GreenPower Motor Co. builds the buses at its plant in South Charleston.

“They definitely have a need and they definitely have their place,” said Mike Kelly, the Mon Board of Education president who is a wrench-turner from way back.

Kelly grew up working on cars and is an auto racer hobbyist who also holds a slot in the West Virginia Drag Racing Hall of Fame.

He’ll give remarks when the district takes delivery of the buses at 11 a.m. at the garage.  

GreenPower’s president Brendan Riley and district superintendent Eddie Campbell Jr. are also on the bill.

In terms of the fitting for a new reality of transporting students to and from, GreenPower fits the bill, Kelly said.
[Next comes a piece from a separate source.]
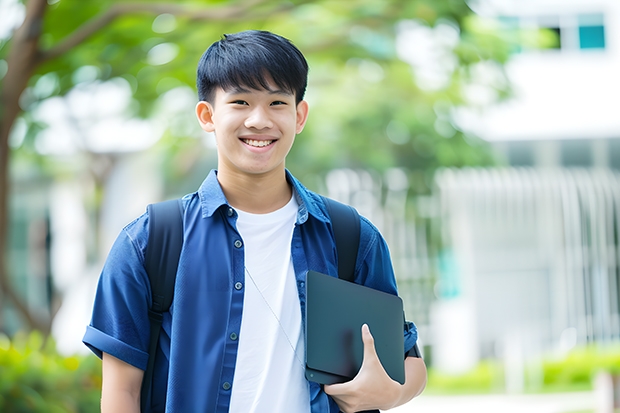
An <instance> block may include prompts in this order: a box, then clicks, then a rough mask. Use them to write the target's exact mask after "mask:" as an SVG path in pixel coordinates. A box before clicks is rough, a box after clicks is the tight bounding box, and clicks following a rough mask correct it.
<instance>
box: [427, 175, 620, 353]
mask: <svg viewBox="0 0 620 413" xmlns="http://www.w3.org/2000/svg"><path fill="white" fill-rule="evenodd" d="M435 182H436V190H435V194H436V197H437V200H438V203H439V205H440V220H439V222H440V223H441V225H440V228H441V238H442V245H443V248H442V253H441V254H440V255H439V260H440V262H448V263H449V265H441V266H440V267H441V268H447V269H448V270H447V271H442V272H441V274H440V283H443V284H445V285H443V286H442V287H443V288H439V291H441V292H442V296H441V299H443V300H450V299H451V298H454V297H462V298H465V299H466V300H469V301H470V302H471V303H472V304H473V305H472V308H473V311H474V314H473V316H474V320H475V323H474V326H475V331H473V332H472V333H473V334H475V335H476V338H477V342H478V348H479V351H480V356H482V357H484V356H497V355H501V354H499V353H502V349H505V348H506V343H507V341H508V340H514V339H515V337H516V338H517V341H519V342H520V343H521V346H522V347H523V348H525V349H526V350H532V349H533V350H536V351H549V350H568V349H570V348H572V347H574V346H575V345H578V344H586V343H592V342H596V343H608V342H613V341H618V340H620V322H619V321H620V317H619V309H620V303H619V297H618V287H619V285H620V284H619V281H620V280H619V274H620V268H619V267H620V245H619V240H618V237H619V225H620V224H619V223H620V174H618V173H617V172H615V171H612V170H608V169H600V170H591V169H553V170H551V169H549V170H540V169H526V168H523V169H515V168H506V169H460V170H457V169H447V170H442V171H440V172H438V173H437V174H436V177H435Z"/></svg>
“I remember when our buses were all-gasoline,” the longtime board member said.

“Then we went to diesel and bi-diesel,” he remembered. “Then it was propane. And now, more and more electric buses are on the road.”

Mon’s roads, in fact, were part of the pilot project in 2022, when outgoing Gov. Jim Justice inked a $15 million partnership with the manufacturer to supply its alternate-running buses to the Mountain State.

District drivers ran the full gamut of the county’s diverse thoroughfares, which bring everything from gridlock within Morgantown’s city limits – to oh-so-gingerly navigation on narrow, mountainous roads in Mon’s outer reaches.

The shape-shifting roads here even steered the company to a home-grown mantra, as voiced by GreenPower’s development officer Mark Nestlen at the time.

“If we can drive ‘em in West Virginia,” he mused, “we can drive ‘em anywhere.”

Tony Harris, the transportation director of Mon Schools, gives GreenPower top grades in that regard.

Harris drove a school bus for 20 years in neighboring Preston County, before moving into administration.

And, in Mon, he’s driven the BEAST buses on most of the district’s bus routes – either for test runs or the real thing in the morning and afternoon.

He’s impressed with the handling, he said. He’s even more impressed the savings of up to 80% the buses also deliver in operating costs.

All that, he said, with zero emissions and a normal battery range of 100-150 miles per charge. The bus garage is also equipped with charging station.